Speed difference between Skyfield and PyEphem for comets / minor planets

Bernmeister commented 3 years ago

When computing comets (and minor planets) with Skyfield, the time to do so is astronomically (pardon the pun) greater than that for PyEphem. I understand PyEphem uses a C backend and so will always be faster, but this appears to be orders of magnitude faster. Hoping this is a quick fix and I've made yet another school boy error!
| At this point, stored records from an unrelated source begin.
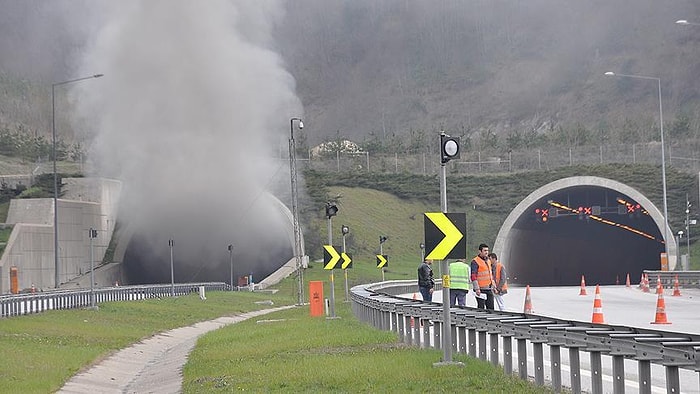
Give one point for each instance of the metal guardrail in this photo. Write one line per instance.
(685, 278)
(23, 304)
(380, 306)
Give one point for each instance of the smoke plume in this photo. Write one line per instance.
(192, 105)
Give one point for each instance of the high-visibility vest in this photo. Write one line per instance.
(483, 275)
(459, 275)
(497, 279)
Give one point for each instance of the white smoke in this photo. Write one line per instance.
(192, 105)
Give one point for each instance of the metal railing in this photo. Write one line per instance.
(381, 306)
(23, 304)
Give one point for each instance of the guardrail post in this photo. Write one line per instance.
(437, 329)
(454, 338)
(482, 345)
(555, 362)
(575, 370)
(539, 363)
(673, 383)
(508, 355)
(596, 373)
(522, 358)
(472, 342)
(618, 374)
(426, 333)
(462, 337)
(493, 343)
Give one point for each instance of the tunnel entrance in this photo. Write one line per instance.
(582, 226)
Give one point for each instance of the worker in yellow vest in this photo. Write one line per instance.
(481, 278)
(460, 280)
(500, 281)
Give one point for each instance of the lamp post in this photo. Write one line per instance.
(171, 244)
(57, 281)
(295, 209)
(92, 235)
(663, 154)
(230, 256)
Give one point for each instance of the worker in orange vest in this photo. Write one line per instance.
(482, 281)
(500, 281)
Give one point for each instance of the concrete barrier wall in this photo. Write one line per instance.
(89, 203)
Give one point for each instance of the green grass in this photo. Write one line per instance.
(42, 351)
(293, 352)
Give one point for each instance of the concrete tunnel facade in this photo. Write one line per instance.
(618, 232)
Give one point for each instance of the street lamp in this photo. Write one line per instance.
(663, 154)
(55, 174)
(295, 209)
(230, 255)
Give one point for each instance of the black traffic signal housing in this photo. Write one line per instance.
(449, 148)
(331, 209)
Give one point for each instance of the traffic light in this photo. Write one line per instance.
(449, 148)
(331, 210)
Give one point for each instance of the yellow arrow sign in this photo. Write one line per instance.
(451, 236)
(330, 258)
(347, 260)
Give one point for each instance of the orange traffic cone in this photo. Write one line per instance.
(597, 307)
(660, 311)
(528, 301)
(645, 283)
(583, 286)
(676, 288)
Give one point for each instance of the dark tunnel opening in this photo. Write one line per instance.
(553, 244)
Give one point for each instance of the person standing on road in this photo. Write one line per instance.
(426, 283)
(460, 279)
(481, 278)
(500, 281)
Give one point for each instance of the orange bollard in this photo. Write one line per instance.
(676, 287)
(583, 286)
(597, 307)
(528, 301)
(660, 311)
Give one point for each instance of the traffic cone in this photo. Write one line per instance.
(597, 307)
(528, 301)
(583, 286)
(660, 311)
(645, 283)
(676, 288)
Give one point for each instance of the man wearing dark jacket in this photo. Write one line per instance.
(426, 283)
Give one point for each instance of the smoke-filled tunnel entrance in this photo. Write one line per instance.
(582, 226)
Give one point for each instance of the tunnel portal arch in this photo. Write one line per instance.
(564, 247)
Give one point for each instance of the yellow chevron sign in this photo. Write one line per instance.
(382, 260)
(330, 257)
(444, 235)
(347, 261)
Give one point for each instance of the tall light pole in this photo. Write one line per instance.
(230, 256)
(295, 209)
(171, 244)
(57, 266)
(92, 234)
(663, 154)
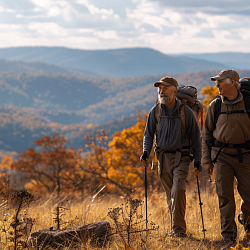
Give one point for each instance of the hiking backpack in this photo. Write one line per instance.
(245, 90)
(188, 94)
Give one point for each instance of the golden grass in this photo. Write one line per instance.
(88, 210)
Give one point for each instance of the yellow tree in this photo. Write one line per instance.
(49, 166)
(118, 165)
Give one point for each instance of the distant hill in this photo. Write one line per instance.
(111, 63)
(33, 105)
(234, 60)
(40, 67)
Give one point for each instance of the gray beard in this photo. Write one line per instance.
(165, 99)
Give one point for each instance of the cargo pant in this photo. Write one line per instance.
(227, 168)
(173, 175)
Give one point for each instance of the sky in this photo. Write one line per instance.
(169, 26)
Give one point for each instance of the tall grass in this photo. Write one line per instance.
(82, 211)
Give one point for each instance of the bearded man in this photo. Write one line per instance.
(178, 141)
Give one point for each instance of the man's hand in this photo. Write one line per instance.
(144, 159)
(197, 168)
(209, 168)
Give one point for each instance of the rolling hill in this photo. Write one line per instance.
(112, 63)
(33, 105)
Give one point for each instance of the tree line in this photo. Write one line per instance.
(110, 162)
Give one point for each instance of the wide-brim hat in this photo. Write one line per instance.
(227, 73)
(167, 80)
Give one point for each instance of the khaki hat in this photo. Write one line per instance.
(167, 80)
(227, 73)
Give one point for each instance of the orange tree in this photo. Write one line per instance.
(118, 165)
(49, 166)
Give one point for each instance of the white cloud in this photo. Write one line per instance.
(47, 29)
(168, 26)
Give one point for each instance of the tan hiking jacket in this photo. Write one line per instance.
(230, 128)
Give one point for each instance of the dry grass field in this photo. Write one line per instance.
(79, 211)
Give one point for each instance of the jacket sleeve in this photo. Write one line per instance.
(149, 132)
(193, 131)
(207, 134)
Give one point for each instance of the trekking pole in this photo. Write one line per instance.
(200, 203)
(146, 197)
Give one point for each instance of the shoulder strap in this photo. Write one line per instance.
(246, 98)
(217, 109)
(182, 113)
(158, 111)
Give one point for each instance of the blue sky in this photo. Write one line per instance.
(170, 26)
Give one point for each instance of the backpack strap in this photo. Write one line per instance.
(246, 97)
(217, 109)
(158, 111)
(182, 114)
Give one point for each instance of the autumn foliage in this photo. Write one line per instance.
(109, 163)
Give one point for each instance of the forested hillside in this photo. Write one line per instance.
(112, 63)
(33, 105)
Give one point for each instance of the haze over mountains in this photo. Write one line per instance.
(48, 90)
(111, 63)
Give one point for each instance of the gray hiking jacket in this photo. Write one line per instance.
(169, 130)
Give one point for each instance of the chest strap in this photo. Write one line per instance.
(221, 145)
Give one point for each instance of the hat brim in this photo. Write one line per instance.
(215, 78)
(157, 84)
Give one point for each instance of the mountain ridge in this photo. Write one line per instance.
(111, 63)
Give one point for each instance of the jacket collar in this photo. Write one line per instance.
(239, 98)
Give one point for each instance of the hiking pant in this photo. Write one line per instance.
(227, 168)
(173, 179)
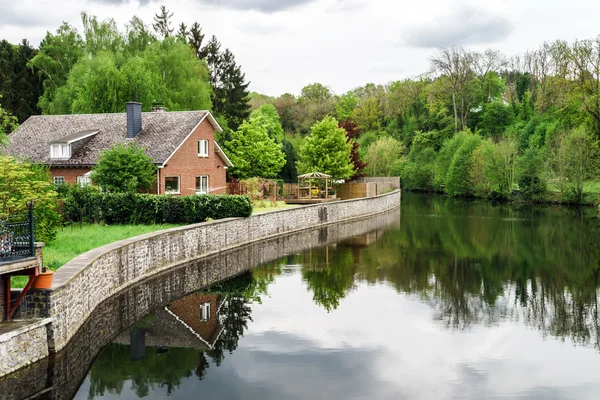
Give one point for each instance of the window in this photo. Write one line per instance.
(202, 185)
(60, 151)
(172, 184)
(84, 181)
(202, 148)
(204, 312)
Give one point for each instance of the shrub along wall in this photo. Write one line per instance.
(88, 205)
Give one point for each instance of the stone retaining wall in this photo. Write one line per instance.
(67, 369)
(23, 346)
(83, 283)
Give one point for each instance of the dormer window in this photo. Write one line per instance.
(60, 151)
(202, 148)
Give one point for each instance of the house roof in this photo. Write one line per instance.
(162, 134)
(74, 137)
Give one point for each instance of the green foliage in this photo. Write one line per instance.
(419, 171)
(8, 123)
(384, 157)
(21, 87)
(20, 183)
(457, 178)
(530, 174)
(326, 150)
(87, 204)
(344, 108)
(578, 161)
(253, 152)
(267, 117)
(492, 172)
(124, 169)
(164, 70)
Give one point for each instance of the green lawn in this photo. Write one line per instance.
(74, 240)
(280, 206)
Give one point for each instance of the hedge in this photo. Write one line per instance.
(89, 205)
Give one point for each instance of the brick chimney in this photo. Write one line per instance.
(134, 119)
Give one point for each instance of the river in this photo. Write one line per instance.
(450, 299)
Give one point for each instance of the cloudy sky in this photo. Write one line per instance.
(284, 45)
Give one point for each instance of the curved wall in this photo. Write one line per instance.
(88, 280)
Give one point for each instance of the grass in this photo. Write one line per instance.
(74, 240)
(281, 205)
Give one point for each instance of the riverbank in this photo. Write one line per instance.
(82, 284)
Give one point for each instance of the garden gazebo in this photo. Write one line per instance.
(315, 185)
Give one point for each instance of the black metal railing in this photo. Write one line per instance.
(17, 238)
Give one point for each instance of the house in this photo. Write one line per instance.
(181, 144)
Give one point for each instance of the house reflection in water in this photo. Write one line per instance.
(190, 322)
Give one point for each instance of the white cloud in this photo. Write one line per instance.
(283, 46)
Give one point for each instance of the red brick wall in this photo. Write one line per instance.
(70, 174)
(186, 164)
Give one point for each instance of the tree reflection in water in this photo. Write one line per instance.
(472, 262)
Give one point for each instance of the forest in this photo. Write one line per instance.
(522, 127)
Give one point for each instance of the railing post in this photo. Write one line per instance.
(31, 229)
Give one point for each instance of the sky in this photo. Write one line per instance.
(284, 45)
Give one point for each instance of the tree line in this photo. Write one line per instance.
(102, 67)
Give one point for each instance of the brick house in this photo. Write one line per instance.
(181, 144)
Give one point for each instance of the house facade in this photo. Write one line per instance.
(181, 144)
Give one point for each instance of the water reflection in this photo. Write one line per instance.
(441, 306)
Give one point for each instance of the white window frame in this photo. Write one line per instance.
(84, 181)
(60, 151)
(202, 148)
(204, 312)
(199, 190)
(178, 184)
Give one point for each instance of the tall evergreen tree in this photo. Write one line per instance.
(231, 95)
(162, 23)
(182, 33)
(20, 87)
(195, 39)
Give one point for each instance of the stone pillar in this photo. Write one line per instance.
(2, 297)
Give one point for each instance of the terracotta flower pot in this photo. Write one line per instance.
(43, 281)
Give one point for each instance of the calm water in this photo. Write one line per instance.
(456, 300)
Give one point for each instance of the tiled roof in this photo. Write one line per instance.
(161, 134)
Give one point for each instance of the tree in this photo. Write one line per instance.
(578, 161)
(326, 150)
(456, 65)
(162, 23)
(267, 117)
(20, 183)
(8, 123)
(352, 132)
(344, 108)
(195, 39)
(230, 92)
(20, 87)
(288, 173)
(385, 157)
(253, 153)
(58, 54)
(165, 71)
(137, 37)
(124, 168)
(368, 115)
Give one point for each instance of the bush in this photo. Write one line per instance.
(458, 182)
(530, 175)
(87, 204)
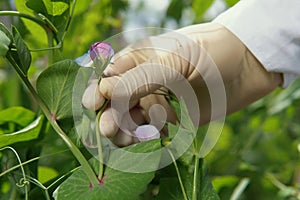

The test script below computes comets and minor planets for each of Skyfield and PyEphem:

#!/usr/bin/env python3

# Download and save 
#     https://www.minorplanetcenter.net/iau/Ephemerides/Comets/Soft00Cmt.txt
#     https://www.minorplanetcenter.net/iau/Ephemerides/Comets/Soft03Cmt.txt
#     https://www.minorplanetcenter.net/iau/Ephemerides/Bright/2018/Soft00Bright.txt
#     https://www.minorplanetcenter.net/iau/Ephemerides/Bright/2018/Soft03Bright.txt

import datetime, ephem, importlib, io, skyfield.api, skyfield.constants, skyfield.data.mpc

def testSkyfield( orbitalElementData, utcNow, latitude, longitude, elevation, isComet ):
    timeScale = skyfield.api.load.timescale( builtin = True )
    t = timeScale.utc( utcNow.year, utcNow.month, utcNow.day, utcNow.hour, utcNow.minute, utcNow.second )
    ephemeris = skyfield.api.load( "de421.bsp" )
    sun = ephemeris[ "sun" ]
    earth = ephemeris[ "earth" ]
    topos = skyfield.api.Topos( latitude_degrees = latitude, longitude_degrees = longitude, elevation_m = elevation )
    alt, az, earthSunDistance = ( earth + topos ).at( t ).observe( sun ).apparent().altaz()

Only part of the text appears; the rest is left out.